昭和39年制定された「不動産鑑定評価に関する法律」には、不動産鑑定士のほかに士補という資格も用意されていた。
不動産鑑定士は第2次試験と第3次試験の二つの関門があり、第3次試験に合格しなければ不動産鑑定士登録はできない。
不動産鑑定は実務能力が要求されるため、実務経験がない(座学だけの)合格者は認められない。
かといって、実務経験者は少なかったため、試験導入時に、単独では鑑定評価業務は行えないが、それに準ずる資格として『士補』を認めたのである。
その結果、2次試験合格者で実務経験2年以上のものは『不動産鑑定士補』として登録ができた。
試験制度の改正により、2006年からは第3次試験がなくなり、鑑定士試験+実務修習(修了考査)によって不動産鑑定士が生まれることになった。
したがって、2006年以降、不動産鑑定士補が増えることはなくなった。
当時、不動産鑑定士補の資格者は、全国で2千人程度いたらしい。
2007年の不動産鑑定協会会員5,990人のうち、不動産鑑定士補は727人、
鑑定実務に携わっていない合格者(官庁、金融機関、事業会社勤務者等)は鑑定協会に入っていないし、その人たちは実務経験を積む機会もなかったから鑑定士補登録しかできなかった。

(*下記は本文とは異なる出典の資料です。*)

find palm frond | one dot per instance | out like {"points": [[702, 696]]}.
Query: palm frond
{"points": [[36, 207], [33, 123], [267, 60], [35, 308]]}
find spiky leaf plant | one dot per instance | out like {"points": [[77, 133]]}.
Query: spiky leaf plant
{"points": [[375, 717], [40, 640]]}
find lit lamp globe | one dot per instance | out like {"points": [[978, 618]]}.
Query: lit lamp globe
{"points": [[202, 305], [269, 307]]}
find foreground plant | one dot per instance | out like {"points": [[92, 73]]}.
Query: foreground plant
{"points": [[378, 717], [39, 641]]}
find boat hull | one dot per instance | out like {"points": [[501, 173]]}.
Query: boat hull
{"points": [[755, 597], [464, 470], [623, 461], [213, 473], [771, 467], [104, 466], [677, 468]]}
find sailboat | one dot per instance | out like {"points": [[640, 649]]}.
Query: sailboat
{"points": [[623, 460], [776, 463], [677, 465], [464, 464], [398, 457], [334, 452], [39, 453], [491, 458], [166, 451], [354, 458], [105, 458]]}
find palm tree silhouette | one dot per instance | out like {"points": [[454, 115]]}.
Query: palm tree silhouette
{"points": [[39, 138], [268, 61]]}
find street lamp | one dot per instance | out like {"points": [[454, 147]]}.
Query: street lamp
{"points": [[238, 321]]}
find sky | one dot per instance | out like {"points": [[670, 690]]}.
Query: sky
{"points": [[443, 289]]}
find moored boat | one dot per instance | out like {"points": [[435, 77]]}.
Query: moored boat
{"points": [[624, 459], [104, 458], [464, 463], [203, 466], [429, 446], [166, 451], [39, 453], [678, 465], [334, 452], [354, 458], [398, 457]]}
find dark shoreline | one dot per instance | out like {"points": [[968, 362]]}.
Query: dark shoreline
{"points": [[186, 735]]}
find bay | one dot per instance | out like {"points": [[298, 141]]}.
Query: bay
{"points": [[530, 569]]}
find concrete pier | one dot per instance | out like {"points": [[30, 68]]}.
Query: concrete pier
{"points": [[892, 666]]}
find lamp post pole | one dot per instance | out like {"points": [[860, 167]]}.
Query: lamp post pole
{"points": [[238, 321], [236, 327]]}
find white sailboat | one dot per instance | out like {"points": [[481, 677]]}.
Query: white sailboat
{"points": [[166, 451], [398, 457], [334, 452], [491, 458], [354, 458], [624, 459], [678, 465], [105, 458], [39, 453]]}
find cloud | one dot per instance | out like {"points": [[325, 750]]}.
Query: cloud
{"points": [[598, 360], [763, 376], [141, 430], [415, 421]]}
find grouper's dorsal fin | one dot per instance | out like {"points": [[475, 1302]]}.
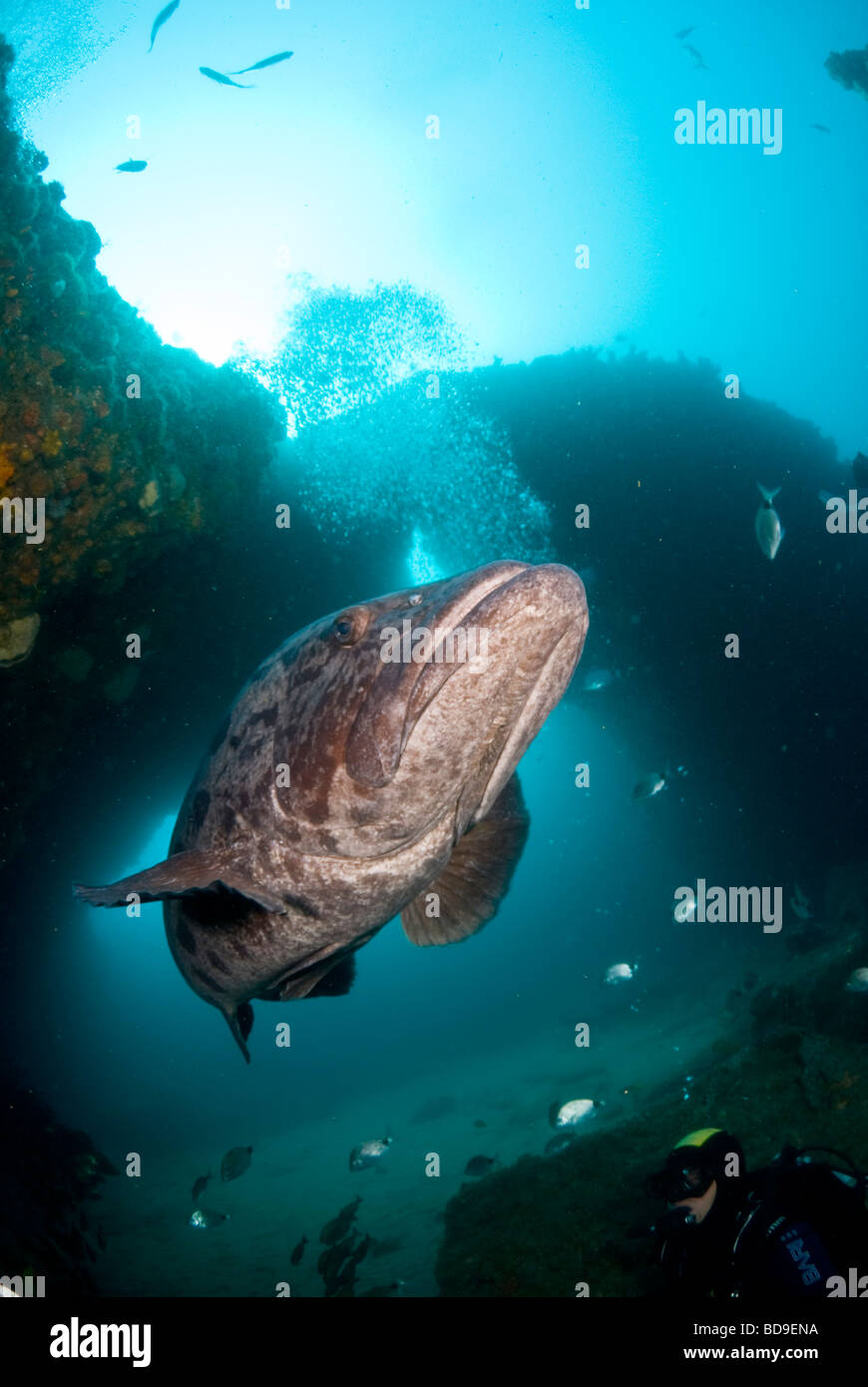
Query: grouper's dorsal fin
{"points": [[476, 878], [185, 874]]}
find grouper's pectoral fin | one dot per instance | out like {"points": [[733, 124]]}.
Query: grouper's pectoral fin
{"points": [[185, 874], [240, 1023], [476, 878]]}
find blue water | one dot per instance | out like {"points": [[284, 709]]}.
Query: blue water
{"points": [[500, 387]]}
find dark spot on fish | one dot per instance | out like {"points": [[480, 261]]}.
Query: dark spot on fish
{"points": [[200, 807], [267, 715], [209, 981], [185, 936], [304, 906], [249, 749]]}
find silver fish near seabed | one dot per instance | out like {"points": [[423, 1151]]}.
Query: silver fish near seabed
{"points": [[262, 63], [650, 785], [619, 973], [767, 525], [344, 789], [369, 1153], [570, 1114], [207, 1218], [857, 981]]}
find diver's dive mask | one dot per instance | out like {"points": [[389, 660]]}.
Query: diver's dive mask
{"points": [[679, 1179]]}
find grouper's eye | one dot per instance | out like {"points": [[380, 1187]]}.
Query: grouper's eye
{"points": [[351, 626]]}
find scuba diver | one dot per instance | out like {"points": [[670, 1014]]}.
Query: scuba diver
{"points": [[781, 1232]]}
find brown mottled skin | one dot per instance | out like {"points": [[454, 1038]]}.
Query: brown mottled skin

いつまでも3次試験の受験資格が得られず、不動産鑑定士に慣れなかった人が多かったと思う。
そうした不動産鑑定士補は、試験制度改革に伴い第三次試験を合格するのではなく実務修習(修了考査)を受けることによって不動産鑑定士となることが認められた。
実務に携わっている不動産鑑定士補の多くは、この経過処置によって不動産鑑定士になったと聞く。
それから18年経過した。
国交省のホームページを見ると、2024年1月1日現在 全国では1,187人の不動産鑑定士補がいる。
今も、不動産鑑定士補は全国に1,200人近くいるのだろうか?
鑑定士試験制度が始まって60年、多くの人は既に鬼籍に入っているのではないだろうか
そして、本人が死亡しても第19条の(死亡等の届出)第20条の(国交省による登録の消除)がなされず、そのままになっているのではないか
9,800人と1万人近い有資格者がいるとはいっても、そのうち12%位は既に幽霊資格者になっているのが現実ならば、不動産鑑定業界も寂しい限りである。